WhatsApp 9892124323 ✓Call Girls In Kalyan ( Mumbai ) secure service
Derivative Free Optimization
1. DERIVATIVE-FREE
OPTIMIZATION
http://www.lri.fr/~teytaud/dfo.pdf
(or Quentin's web page ?)
Olivier Teytaud
Inria Tao, en visite dans la belle ville de Liège using also Slides from A. Auger
2. The next slide is the most important
of all.
Olivier Teytaud
Inria Tao, en visite dans la belle ville de Liège
3. In case of trouble,
Interrupt me.
Olivier Teytaud
Inria Tao, en visite dans la belle ville de Liège
4. In case of trouble,
Interrupt me.
Further discussion needed:
- R82A, Montefiore institute
- olivier.teytaud@inria.fr
- or after the lessons (the 25 th
, not the 18th)
Olivier Teytaud
Inria Tao, en visite dans la belle ville de Liège
5.
6. I. Optimization and DFO
II. Evolutionary algorithms
III. From math. programming
IV. Using machine learning
V. Conclusions
Olivier Teytaud
Inria Tao, en visite dans la belle ville de Liège
9. Derivative-free optimization of f
No gradient !
Only depends on the x's and f(x)'s
Olivier Teytaud
Inria Tao, en visite dans la belle ville de Liège
13. Derivative-free optimization of f
Why derivative free optimization ?
Ok, it's slower
But sometimes you have no derivative
It's simpler (by far) ==> less bugs
14. Derivative-free optimization of f
Why derivative free optimization ?
Ok, it's slower
But sometimes you have no derivative
It's simpler (by far)
It's more robust (to noise, to strange functions...)

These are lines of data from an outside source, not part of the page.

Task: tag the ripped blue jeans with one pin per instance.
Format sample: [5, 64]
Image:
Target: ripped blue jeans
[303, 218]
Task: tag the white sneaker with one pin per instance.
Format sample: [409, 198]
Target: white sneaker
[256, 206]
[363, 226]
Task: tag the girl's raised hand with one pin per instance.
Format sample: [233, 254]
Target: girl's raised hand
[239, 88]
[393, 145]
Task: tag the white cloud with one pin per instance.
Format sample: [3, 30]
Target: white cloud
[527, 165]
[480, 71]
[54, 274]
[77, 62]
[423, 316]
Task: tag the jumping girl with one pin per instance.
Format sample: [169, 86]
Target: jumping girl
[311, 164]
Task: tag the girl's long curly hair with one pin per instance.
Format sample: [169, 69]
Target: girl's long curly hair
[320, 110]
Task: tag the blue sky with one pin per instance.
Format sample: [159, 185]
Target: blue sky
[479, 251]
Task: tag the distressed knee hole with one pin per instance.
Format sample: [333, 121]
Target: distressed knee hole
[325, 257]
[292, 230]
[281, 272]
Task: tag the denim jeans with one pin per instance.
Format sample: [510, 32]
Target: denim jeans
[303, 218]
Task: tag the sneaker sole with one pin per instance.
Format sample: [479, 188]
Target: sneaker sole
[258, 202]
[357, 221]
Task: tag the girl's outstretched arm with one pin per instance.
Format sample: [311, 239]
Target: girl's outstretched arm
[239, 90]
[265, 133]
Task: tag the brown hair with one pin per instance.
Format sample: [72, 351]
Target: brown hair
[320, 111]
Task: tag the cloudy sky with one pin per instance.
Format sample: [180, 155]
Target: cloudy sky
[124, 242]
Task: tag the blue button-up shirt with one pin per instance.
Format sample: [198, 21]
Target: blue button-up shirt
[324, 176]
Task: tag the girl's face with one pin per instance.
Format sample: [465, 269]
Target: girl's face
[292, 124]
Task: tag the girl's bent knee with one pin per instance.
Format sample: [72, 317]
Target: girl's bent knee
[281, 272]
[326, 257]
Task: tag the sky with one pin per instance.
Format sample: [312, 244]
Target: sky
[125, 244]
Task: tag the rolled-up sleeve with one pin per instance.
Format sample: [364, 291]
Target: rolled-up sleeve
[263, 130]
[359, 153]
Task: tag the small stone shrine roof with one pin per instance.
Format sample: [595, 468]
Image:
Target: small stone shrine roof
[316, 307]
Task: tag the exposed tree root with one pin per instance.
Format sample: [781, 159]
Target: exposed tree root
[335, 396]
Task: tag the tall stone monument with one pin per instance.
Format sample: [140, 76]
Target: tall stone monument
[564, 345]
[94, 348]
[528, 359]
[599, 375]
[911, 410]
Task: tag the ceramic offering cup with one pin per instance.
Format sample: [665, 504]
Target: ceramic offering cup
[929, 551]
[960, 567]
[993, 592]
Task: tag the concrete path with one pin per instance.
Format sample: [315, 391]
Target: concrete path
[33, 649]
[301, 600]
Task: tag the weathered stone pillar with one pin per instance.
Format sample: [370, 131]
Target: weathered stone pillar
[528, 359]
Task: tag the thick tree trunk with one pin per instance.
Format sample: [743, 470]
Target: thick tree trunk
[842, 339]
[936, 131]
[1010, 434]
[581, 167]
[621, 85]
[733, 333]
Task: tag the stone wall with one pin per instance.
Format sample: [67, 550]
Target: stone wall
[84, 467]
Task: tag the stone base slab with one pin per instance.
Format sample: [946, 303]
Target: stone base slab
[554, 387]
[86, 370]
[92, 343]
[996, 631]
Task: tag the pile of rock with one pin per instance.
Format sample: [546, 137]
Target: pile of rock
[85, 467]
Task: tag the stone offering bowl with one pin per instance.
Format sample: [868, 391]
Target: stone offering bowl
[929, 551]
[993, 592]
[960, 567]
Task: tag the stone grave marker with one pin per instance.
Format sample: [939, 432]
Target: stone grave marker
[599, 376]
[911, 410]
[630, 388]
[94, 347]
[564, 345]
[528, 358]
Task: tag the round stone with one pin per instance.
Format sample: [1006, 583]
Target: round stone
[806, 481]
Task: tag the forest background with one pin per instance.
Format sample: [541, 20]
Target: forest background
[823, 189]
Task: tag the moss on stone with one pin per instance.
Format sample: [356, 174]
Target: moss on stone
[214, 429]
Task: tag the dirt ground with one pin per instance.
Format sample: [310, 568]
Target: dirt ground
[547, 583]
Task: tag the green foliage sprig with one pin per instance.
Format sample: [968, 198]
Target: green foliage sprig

15. Derivative-free optimization of f
Optimization algorithms
==> Newton optimization ?
Why derivative free
==> Quasi-Newton (BFGS)
Ok, it's slower
But sometimes you have no derivative
==> Gradient descent
It's simpler (by far)
==> ...robust (to noise, to strange functions...)
It's more
16. Derivative-free optimization of f
Optimization algorithms
Why derivative free optimization ?
Ok, it's slower
Derivative-free optimization
But sometimes you have no derivative
(don't need gradients)
It's simpler (by far)
It's more robust (to noise, to strange functions...)
17. Derivative-free optimization of f
Optimization algorithms
Why derivative free optimization ?
Derivative-free optimization
Ok, it's slower
But sometimes you have no derivative
Comparison-based optimization
(coming soon),
It's simpler (by far)comparisons,
just needing
It's more robust (to noise, to strange functions...)
incuding evolutionary algorithms
18. I. Optimization and DFO
II. Evolutionary algorithms
III. From math. programming
IV. Using machine learning
V. Conclusions
Olivier Teytaud
Inria Tao, en visite dans la belle ville de Liège
19. II. Evolutionary algorithms
a. Fundamental elements
b. Algorithms
c. Math. analysis
Olivier Teytaud
Inria Tao, en visite dans la belle ville de Liège
22. K exp( - p(x) ) with
- p(x) a degree 2 polynomial (neg. dom coef)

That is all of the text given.